On March 24, 2021

The colors and fashion of Spring have arrived

By Brooke Geery
What better way to get in the St. Patty’s day spirit than with matching onsies?

By Merisa Sherman

As the sky turns a bright blue and the temps begin to rise, the special weirdness that is spring skiing begins to show its true colors. Midwinter black turns into a myriad, almost hideous bright colors. Every single shade of everything is on display — and even some that might qualify more as an experience than an actual color. Your goggles need their darkest lens to protect your eyes from the beating sun … and from that ridiculous shade of yellow, which seems to glow off the soggy corn snow. It seems fun, but will chew up your skin upon contact.

Whether it’s neon, pastels or just choosing to put aside the classic Vermont black, spring skiing is full of so much color it can seem like the mountain is vibrating with energy. It could be because the Day-Glo one-piece next to me in the liftline is resonating nuclear or because splashes of pink, yellow and green humming together in a pattern so noxious it could be in a Warren Miller film. “There’s a rare one of a kind,” I can hear him say, “because who would ever buy the other one?” But maybe it’s because the bumps are out, and nothing says soft spring bumps like dusting the mothballs from your crinkly 80s and 90s gear with the almost-dead elastic. Bula bands in crazy patterns and overly tight stretch pants pair hideously with some red, white and blue CB jacket you’ve been saving for just this occasion. You might spot some BFA pants that have survived the decades or my personal favorite: hot pink Tyrolia boot gaiters paired with a simple black skirt and the Vermont Flannel pattern I’ve been wearing since I was 12 years old.Iconic. That’s what we’re looking for when we talk about spring skiing outfits. After months of being trapped behind the simplicity of Gore-Tex, it’s time to party. Perhaps you’ve got the simple style — swapping your ski jacket for a t-shirt: either the tie dye Grateful Dead, a sky blue Stray Flakes or the classic “I like Big Bumps” shirt from June 1 a couple years ago. Bring it up a notch by upgrading to a Hawaiian shirt complete with little skiers hidden in the pattern. Or send it hard by skipping the shirt all together, rocking a pair of suspenders over your own human hair sweater.
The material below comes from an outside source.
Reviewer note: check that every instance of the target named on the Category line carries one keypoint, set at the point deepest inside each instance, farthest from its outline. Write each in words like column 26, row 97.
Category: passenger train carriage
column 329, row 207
No matter what you choose to wear this spring, choose wisely because that outfit will become your spring costume for years to come. Seriously. It will define your entire ski career. Are you a serious spring skier, sporting a Gore-Tex breathable shell (a contradiction in terms) that you purchase in a different color every year? If so, I am kind of jealous of your ski closet right now. Are you a traditionalist, where you simply pull out something you wore 30 years ago because you are excited to wear something that you’ve loved that long? Are you there for the the beach atmosphere, rocking a bikini top and only enough clothes to keep you safe? Or is this your day to be noticed — your strange combination of bright color patterns easily recognizable amongst the sea of folk making their way down the bumped up terrain of Outer Limits?

By Merisa Sherman
Rocking the gaiter tan is a sure sign spring has arrived!

No matter what outrageous color combo you choose this spring, it really won’t matter by the time you get to the parking lot. Because by the end of the day, you and the inside of your car will be covered in one of two things: dust or mud. Raining? You’ll be covered in mud from your flip-flopped toes to your elbows. A mud so thick that you can hear ski boots getting sucked into it as you walk to the car. Hasn’t rained in days? You’ll be dusting the rocks off your parking lot burger every time the wind rages by even if you turn your back to protect it. Resistance is futile.

There is no escape. Even the snow is covered in mud as it seeps down the trail like tears. Those 40-year-old pink pants are worn out, not from bumping, but from sitting on chairlifts splattered with “snirt” and oil. The trails are getting narrower, and the dirt encroaches on the sides. We know the season is ending, we’re skiing in snow soup and snow so dirty we have to wash our skis rather than wax them.

But we pretend not to notice as we hide behind our bright colors and the beers we’ve had in the parking lot. Spring skiing isn’t just a season, it’s a celebration of our entire way of life. Sure you love skiing — but do you love it enough to wear some ridiculous outfit that makes no sense while covered in mud and beating the crap out of yourself through the moguls? From tank tops to no tops and everything in between, we revel in the vibrancy of this season. We each love skiing in our own way and nothing shows that more than the colors of spring. Ski ya out there!